Kedua pembina itu pun segera masuk, merapatkan muka tenda, lantas meraih tas dan mengambil pakaian ganti masing-masing.

“Elina, kamu liat handuk kecilku, nggak?” tanya Agni sambil merogoh tasnya, mencari-cari benda yang dimaksudnya.

Ellina, teman sebangku sekaligus sahabat dekat Agni pun menoleh sejenak. Menghentikan pergerakan tangannya yang tengah mengambil pakaian. Bukannya tadi pagi di jemur, di tambang yang di luar?”

Agni menepuk jidat, “Yassalam, kok bisa lupa. Keujanan, dong.”

“Udah, pake punyaku aja.” Ellina memberikan handuk kecilnya sementara untuk dirinya ada mantel mandi.

Agni pun menerimanya sambil mengucapkan terima kasih, lantas segera mengambil pakaian. Mereka semua mengganti baju di tenda secara bergantian, mengesampingkan rasa malu meski pun tidak terbiasa berbaur seperti itu. Bagaimana lagi, keadaan tidak memungkinkan untuk bergantian pergi ke kamar mandi yang terbatas dan letaknya cukup jauh itu. Salah-salah badan mereka malah kembali basah.

Belasan menit berlalu, usai membereskan kembali barang-barang. Mereka duduk melingkar, di tengahnya diletakkan camilan yang mereka kumpulkan. Tak pandang siapa pemiliknya, pokoknya saling berbagi saja. Satu makan semua anggota pun turut mencicipinya, itu yang diajarkan pembina mereka.

“Nah, Anak-anak.
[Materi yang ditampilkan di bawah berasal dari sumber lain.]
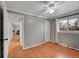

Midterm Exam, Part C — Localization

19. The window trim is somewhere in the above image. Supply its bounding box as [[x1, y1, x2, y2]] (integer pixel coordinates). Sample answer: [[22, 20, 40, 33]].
[[56, 18, 79, 34]]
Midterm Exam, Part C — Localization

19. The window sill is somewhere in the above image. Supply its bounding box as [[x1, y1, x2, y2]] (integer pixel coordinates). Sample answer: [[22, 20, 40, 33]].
[[58, 31, 79, 34]]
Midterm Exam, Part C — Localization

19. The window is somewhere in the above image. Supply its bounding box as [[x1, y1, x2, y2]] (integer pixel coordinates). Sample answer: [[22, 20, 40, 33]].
[[69, 19, 79, 30], [59, 18, 79, 31]]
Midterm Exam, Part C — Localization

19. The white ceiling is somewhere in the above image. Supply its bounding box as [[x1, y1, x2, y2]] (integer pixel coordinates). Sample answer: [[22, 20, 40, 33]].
[[5, 1, 79, 18]]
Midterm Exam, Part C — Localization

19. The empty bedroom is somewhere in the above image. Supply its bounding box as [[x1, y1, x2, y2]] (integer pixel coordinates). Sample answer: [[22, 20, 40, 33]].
[[0, 1, 79, 58]]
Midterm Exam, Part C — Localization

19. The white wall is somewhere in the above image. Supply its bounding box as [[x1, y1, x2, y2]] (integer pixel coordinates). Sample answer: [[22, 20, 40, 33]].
[[45, 20, 50, 42], [8, 10, 50, 48], [50, 20, 57, 42], [24, 15, 46, 48]]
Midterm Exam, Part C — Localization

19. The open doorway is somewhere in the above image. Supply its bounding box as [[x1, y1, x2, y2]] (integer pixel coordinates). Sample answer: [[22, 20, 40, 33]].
[[0, 6, 3, 58]]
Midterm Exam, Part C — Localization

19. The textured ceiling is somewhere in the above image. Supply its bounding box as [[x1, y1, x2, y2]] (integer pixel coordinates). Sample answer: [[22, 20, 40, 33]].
[[5, 1, 79, 18]]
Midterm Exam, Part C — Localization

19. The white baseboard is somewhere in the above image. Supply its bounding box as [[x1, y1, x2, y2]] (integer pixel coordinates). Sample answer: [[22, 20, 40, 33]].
[[23, 42, 47, 49], [50, 40, 79, 51], [58, 43, 79, 51]]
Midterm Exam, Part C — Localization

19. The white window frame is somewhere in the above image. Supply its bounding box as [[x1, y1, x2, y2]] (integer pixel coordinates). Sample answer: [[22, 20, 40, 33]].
[[56, 15, 79, 34]]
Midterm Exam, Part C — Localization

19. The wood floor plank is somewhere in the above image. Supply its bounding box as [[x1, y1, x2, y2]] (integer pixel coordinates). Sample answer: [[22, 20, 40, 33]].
[[8, 33, 79, 58]]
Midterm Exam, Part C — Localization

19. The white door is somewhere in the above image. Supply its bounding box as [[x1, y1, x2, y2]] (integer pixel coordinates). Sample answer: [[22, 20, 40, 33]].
[[0, 1, 11, 58]]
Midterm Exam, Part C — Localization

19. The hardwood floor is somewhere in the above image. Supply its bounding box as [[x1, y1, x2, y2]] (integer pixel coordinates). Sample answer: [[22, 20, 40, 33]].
[[8, 33, 79, 58]]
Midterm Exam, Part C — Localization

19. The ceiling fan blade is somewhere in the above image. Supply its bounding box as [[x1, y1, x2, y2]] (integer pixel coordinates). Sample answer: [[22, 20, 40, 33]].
[[36, 8, 48, 15]]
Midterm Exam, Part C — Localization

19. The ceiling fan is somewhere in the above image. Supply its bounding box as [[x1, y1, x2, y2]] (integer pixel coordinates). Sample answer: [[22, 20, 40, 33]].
[[39, 1, 64, 14]]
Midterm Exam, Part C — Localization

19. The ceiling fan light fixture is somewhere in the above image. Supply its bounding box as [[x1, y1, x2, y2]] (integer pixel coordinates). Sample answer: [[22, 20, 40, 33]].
[[49, 9, 54, 14]]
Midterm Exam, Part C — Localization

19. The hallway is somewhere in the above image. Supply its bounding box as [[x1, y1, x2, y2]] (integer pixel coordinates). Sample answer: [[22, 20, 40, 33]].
[[8, 33, 79, 58]]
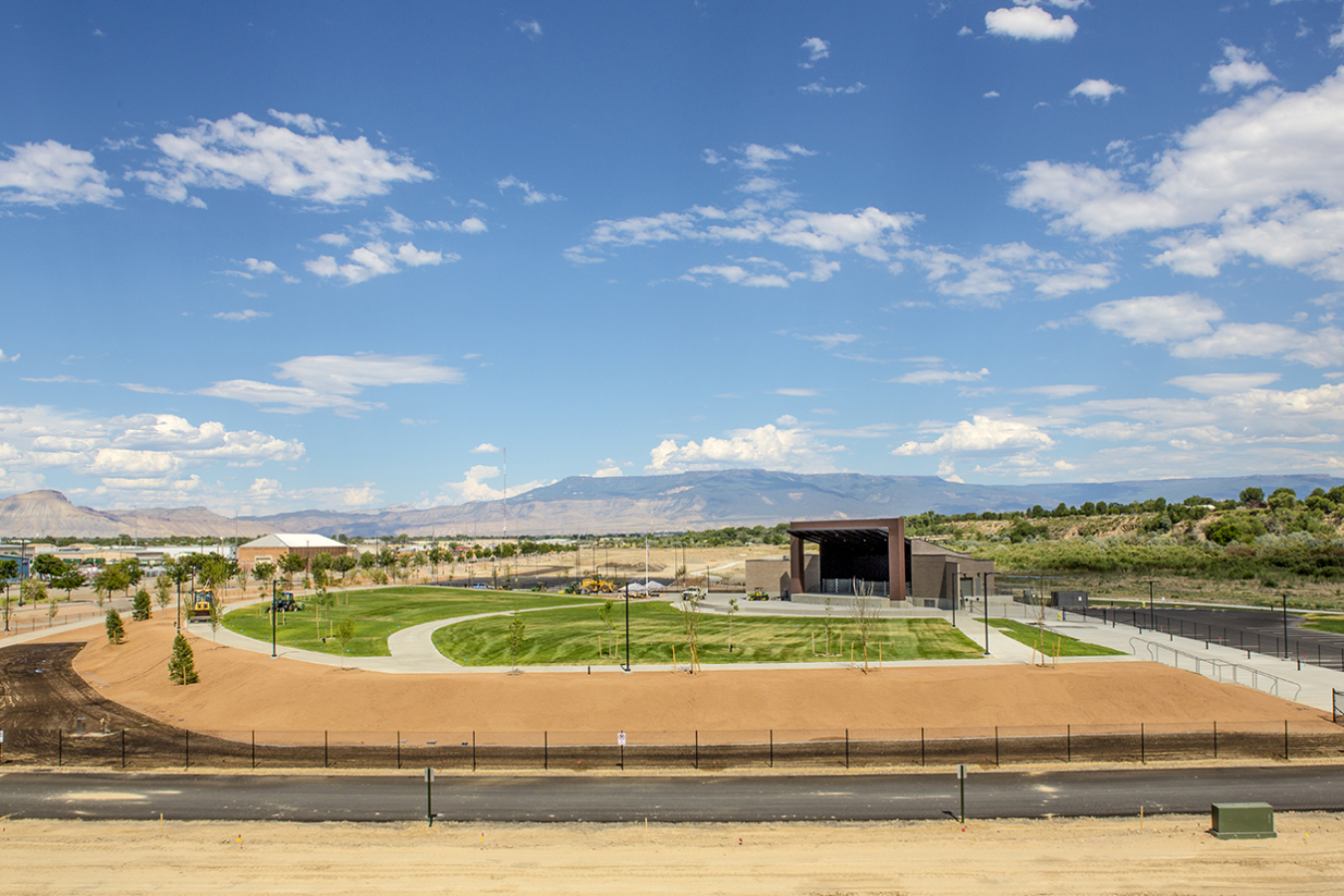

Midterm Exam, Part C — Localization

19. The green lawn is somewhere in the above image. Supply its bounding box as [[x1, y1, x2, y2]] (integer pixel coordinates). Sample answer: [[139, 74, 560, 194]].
[[224, 585, 596, 657], [990, 619, 1124, 657], [434, 601, 982, 666]]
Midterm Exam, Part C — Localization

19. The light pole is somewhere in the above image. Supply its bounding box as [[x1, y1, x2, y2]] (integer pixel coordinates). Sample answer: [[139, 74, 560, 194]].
[[270, 579, 278, 660], [1283, 591, 1287, 660]]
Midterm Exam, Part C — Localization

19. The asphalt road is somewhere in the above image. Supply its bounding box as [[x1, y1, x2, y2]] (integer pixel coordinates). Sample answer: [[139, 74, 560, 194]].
[[0, 766, 1344, 822]]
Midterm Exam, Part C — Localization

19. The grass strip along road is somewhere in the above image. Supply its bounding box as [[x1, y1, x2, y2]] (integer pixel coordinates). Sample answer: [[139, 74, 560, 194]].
[[990, 619, 1124, 657], [434, 601, 982, 666], [223, 585, 596, 662]]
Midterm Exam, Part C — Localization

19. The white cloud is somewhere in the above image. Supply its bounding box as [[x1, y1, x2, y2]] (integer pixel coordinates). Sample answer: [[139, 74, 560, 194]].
[[215, 308, 270, 321], [801, 38, 830, 69], [644, 423, 840, 473], [266, 109, 327, 134], [1068, 78, 1125, 103], [798, 334, 861, 352], [127, 112, 433, 205], [887, 366, 990, 385], [0, 405, 304, 491], [1205, 45, 1278, 93], [304, 239, 462, 284], [435, 465, 550, 504], [891, 414, 1055, 457], [495, 174, 564, 205], [0, 139, 122, 208], [986, 5, 1078, 40], [197, 354, 462, 415], [1167, 373, 1279, 395], [1083, 293, 1224, 342], [798, 78, 868, 97], [592, 458, 625, 480], [898, 242, 1116, 305], [1009, 70, 1344, 280]]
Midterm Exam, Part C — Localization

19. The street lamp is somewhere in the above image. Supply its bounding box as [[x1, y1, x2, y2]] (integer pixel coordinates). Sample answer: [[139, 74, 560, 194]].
[[270, 579, 280, 660], [1283, 591, 1287, 660]]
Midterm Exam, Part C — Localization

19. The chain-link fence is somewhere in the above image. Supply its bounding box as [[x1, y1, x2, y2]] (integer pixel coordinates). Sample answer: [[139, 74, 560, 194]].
[[1075, 607, 1344, 672], [0, 720, 1344, 772]]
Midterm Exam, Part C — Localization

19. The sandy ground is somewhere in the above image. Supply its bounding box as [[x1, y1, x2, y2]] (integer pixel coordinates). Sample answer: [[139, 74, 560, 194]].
[[0, 812, 1344, 896], [65, 618, 1332, 736]]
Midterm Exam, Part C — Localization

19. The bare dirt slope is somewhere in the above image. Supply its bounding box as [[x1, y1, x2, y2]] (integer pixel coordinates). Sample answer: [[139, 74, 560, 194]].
[[0, 816, 1344, 896], [65, 618, 1331, 732]]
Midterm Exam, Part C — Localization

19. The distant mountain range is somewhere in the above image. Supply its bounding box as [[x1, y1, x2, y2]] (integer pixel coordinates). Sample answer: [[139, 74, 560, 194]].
[[0, 470, 1340, 539]]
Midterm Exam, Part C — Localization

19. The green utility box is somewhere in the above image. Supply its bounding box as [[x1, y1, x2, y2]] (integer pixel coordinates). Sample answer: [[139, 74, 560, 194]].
[[1213, 803, 1278, 839]]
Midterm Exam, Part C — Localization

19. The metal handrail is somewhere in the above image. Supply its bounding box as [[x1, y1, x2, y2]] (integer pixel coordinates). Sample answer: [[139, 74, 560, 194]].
[[1129, 637, 1302, 701]]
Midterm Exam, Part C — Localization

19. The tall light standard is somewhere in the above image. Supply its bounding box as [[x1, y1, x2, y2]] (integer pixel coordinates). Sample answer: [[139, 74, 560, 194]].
[[270, 579, 280, 660], [1283, 591, 1287, 660]]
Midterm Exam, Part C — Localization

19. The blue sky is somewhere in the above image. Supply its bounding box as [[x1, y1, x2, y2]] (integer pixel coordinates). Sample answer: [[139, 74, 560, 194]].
[[0, 0, 1344, 513]]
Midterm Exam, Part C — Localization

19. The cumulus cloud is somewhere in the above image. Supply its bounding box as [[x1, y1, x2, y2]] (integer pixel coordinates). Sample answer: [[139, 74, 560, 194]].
[[1083, 293, 1224, 342], [127, 111, 433, 207], [986, 5, 1078, 40], [0, 139, 122, 208], [644, 423, 842, 473], [0, 405, 304, 489], [887, 366, 990, 385], [801, 38, 830, 69], [495, 174, 564, 205], [1205, 45, 1278, 93], [435, 464, 550, 504], [898, 242, 1116, 305], [304, 239, 462, 284], [215, 308, 270, 321], [1068, 78, 1125, 103], [1009, 70, 1344, 280], [891, 414, 1055, 457], [798, 78, 868, 97], [197, 354, 462, 415]]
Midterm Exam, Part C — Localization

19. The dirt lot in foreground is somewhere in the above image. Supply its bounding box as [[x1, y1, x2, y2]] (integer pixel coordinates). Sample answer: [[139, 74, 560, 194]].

Gimana, nih kesan-kesan kegiatan penjelajahan tadi?” tanya Bu Heni sambil membuka bungkus roti.

“Seru banget, Bu,” jawab seluruh anggota serentak.

“Meski pun cape, tapi rasanya kebayar sama petualangan dan pengalaman yang didapetin,” tambah Agni segera.

Netra semua orang di sana tersedot ke arah Agni diwarnai senyum yang mengembang di wajah masing-masing.

“Coba ceritain, Ni?” pinta Bu Amina sambil melahap roti tawarnya dan mengulas senyum simpul.

Teman-teman Agni pun turut mendengarkan sembari menyantap berbagai camilan berbeda. 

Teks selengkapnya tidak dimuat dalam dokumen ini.